The Court finds and rules on all the evidence that the proposed urban renewal project plan is for public purposes and that the public will be well served by it. Applying the principles set forth in the cases cited earlier and being mindful of the statement that the trust over the jus publicum "is of such a nature that it can be held only by the sovereign and can only be destroyed by the destruction of the sovereign", United States of America vs. 1.58 Acres of Land Situated in the City of Boston, County of Suffolk, Commonwealth of Massachusetts, et al, supra, the Court finds and rules that the tidelands area from the low water mark to the northerly line of the "Waterfront Park" shown on Exhibit 209 as "Face of Piling" is held subject to a condition subsequent so that the sovereign may reclaim this area if and when the public is not being served.
The Court orders that the title to the locus be confirmed as set forth in the decision of this Court dated January 30, 1979 with the following revisions:
1. The primitive low water mark is as shown on the revised file plan Exhibit 209; and
2. Somerby Landing also known as Way 1, and Way 6 are as depicted on this revised file plan, Exhibit 209, and are enforceable trusts which cannot be impaired by the legislature.

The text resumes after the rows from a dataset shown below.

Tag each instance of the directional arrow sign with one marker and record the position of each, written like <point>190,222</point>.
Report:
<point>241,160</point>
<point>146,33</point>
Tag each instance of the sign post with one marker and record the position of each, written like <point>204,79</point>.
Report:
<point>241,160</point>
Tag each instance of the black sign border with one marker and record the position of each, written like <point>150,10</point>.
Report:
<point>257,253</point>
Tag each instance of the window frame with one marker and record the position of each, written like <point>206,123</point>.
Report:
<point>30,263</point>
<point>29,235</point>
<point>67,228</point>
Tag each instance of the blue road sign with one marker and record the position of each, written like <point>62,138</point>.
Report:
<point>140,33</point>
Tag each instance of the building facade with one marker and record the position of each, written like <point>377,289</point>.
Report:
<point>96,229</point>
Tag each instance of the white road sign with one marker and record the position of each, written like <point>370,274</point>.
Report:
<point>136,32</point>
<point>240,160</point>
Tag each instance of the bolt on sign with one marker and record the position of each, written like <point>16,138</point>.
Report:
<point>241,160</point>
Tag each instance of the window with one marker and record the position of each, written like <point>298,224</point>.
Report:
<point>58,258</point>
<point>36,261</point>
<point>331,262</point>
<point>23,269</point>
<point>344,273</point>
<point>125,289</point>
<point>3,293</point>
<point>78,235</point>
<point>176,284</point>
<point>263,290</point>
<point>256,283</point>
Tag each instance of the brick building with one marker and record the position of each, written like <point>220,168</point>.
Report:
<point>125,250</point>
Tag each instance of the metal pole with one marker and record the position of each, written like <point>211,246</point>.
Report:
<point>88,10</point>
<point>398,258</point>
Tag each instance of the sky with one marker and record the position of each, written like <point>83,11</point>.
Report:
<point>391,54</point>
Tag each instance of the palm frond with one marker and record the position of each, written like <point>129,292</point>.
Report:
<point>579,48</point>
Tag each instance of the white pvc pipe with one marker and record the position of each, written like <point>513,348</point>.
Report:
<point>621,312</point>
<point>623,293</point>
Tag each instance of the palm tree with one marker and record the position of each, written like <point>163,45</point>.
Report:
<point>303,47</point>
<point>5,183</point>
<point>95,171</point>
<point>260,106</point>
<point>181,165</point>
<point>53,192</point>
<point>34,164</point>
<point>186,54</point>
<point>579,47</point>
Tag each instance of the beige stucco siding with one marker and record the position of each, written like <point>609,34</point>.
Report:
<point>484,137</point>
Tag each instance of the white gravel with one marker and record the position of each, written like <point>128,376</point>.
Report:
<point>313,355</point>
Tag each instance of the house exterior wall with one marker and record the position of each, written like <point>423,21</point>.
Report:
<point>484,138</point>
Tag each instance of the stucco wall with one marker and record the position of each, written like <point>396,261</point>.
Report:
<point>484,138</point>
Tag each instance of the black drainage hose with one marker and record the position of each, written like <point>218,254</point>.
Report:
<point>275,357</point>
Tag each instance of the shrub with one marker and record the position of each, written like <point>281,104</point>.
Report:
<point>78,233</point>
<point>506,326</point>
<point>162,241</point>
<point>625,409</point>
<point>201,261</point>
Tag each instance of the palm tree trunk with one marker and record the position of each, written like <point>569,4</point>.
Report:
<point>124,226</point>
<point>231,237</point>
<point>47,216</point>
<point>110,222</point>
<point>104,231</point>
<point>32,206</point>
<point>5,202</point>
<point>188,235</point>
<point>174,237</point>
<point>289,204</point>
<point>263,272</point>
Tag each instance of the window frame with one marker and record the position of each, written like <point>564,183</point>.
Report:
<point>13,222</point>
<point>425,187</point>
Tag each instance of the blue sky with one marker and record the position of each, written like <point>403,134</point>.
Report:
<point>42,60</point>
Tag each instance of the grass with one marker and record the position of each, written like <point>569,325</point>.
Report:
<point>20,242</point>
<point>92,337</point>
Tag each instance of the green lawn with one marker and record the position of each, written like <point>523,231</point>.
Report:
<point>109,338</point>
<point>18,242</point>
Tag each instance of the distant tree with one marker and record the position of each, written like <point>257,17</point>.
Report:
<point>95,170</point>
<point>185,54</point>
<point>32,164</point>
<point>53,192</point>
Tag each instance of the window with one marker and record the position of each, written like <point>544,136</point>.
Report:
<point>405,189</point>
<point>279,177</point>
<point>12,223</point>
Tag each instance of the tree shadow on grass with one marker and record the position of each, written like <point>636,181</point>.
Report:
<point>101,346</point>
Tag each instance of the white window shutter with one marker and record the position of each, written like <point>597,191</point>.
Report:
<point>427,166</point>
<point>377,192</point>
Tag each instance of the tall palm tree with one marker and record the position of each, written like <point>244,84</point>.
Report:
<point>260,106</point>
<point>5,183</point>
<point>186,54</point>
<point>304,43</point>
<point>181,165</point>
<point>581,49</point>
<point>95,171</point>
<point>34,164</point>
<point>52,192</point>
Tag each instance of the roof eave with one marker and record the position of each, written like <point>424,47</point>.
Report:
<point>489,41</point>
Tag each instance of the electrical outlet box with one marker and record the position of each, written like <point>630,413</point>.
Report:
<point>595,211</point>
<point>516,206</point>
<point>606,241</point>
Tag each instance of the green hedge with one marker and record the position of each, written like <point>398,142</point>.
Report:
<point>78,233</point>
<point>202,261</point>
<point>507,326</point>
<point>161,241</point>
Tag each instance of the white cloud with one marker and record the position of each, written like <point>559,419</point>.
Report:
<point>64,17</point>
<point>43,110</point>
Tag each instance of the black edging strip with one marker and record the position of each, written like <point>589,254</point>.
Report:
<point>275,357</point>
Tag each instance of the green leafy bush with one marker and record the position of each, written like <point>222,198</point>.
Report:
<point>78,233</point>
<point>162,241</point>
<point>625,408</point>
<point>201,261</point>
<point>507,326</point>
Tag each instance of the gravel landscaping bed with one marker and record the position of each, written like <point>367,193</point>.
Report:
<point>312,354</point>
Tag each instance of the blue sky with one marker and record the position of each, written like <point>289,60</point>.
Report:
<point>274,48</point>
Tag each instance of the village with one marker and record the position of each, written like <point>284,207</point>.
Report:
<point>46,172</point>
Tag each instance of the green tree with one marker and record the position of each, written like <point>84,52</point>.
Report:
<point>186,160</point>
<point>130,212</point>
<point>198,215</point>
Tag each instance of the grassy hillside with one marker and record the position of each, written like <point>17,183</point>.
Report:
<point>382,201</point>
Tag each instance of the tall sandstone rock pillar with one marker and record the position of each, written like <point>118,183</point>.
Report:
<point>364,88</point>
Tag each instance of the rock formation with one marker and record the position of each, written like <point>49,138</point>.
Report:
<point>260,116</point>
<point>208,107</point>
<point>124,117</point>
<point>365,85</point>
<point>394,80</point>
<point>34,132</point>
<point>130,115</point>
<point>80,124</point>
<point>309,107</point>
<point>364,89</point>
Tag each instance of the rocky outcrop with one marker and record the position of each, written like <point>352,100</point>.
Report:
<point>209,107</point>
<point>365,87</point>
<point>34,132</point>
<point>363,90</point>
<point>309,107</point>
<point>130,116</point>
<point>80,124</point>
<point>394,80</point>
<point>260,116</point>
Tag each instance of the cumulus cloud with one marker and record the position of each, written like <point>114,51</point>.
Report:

These Ways may be used and improved for all purposes for which public ways, landing places and parks have been or may hereafter be lawfully used in the City of Newburyport. It shall not be a breach of the trust affecting the Trust Property to permit private use of the subsurface area between the ways, the airspace above Way 6, and the airspace above ten foot strips along the easterly and westerly boundaries of Way 1 in connection with the use or improvement of abutting premises, provided such use is not inconsistent with the allowed uses set forth above. Moreover, allowed uses of the said ways may include, without limitation, the reasonable construction and use of parking and park facilities.
3. The plaintiff's revised plan, Exhibit 209, including as it does ways known as Riverside Park, Central Wharf Way, Railroad Avenue, Ferry Wharf Way, and Custom House Way for public access to waters of the Merrimac River, and the proposed uses for the area below low water as set forth in the Urban Renewal Plan For the Newburyport Central Business Urban Renewal Project Project No. Mass. R-80 as amended April 29, 1982, Exhibit 208, satisfy all requirements for public purposes; and
4. The area of locus north of the line marked "Face of Piling" and east of the easterly line of Custom House Way extended northerly as shown on the revised file plan, Exhibit 209, shall be severed and dismissed from this petition; and
5. The area between the low water mark and the "Face of Piling" as shown on the revised file plan, Exhibit 209, shall be subject to a condition subsequent that use of this area produce a general public benefit as set forth in the revised Urban Renewal Project Plan, Exhibit 208, with a consequent right of re-entry in the event that the use of this area fails to conform to its designated use for public purposes.
[Note 1] Mass. App. Ct. Adv. Sh. (1980) 287.
[Note 2] Mass. Adv. Sh. (1981), 1361.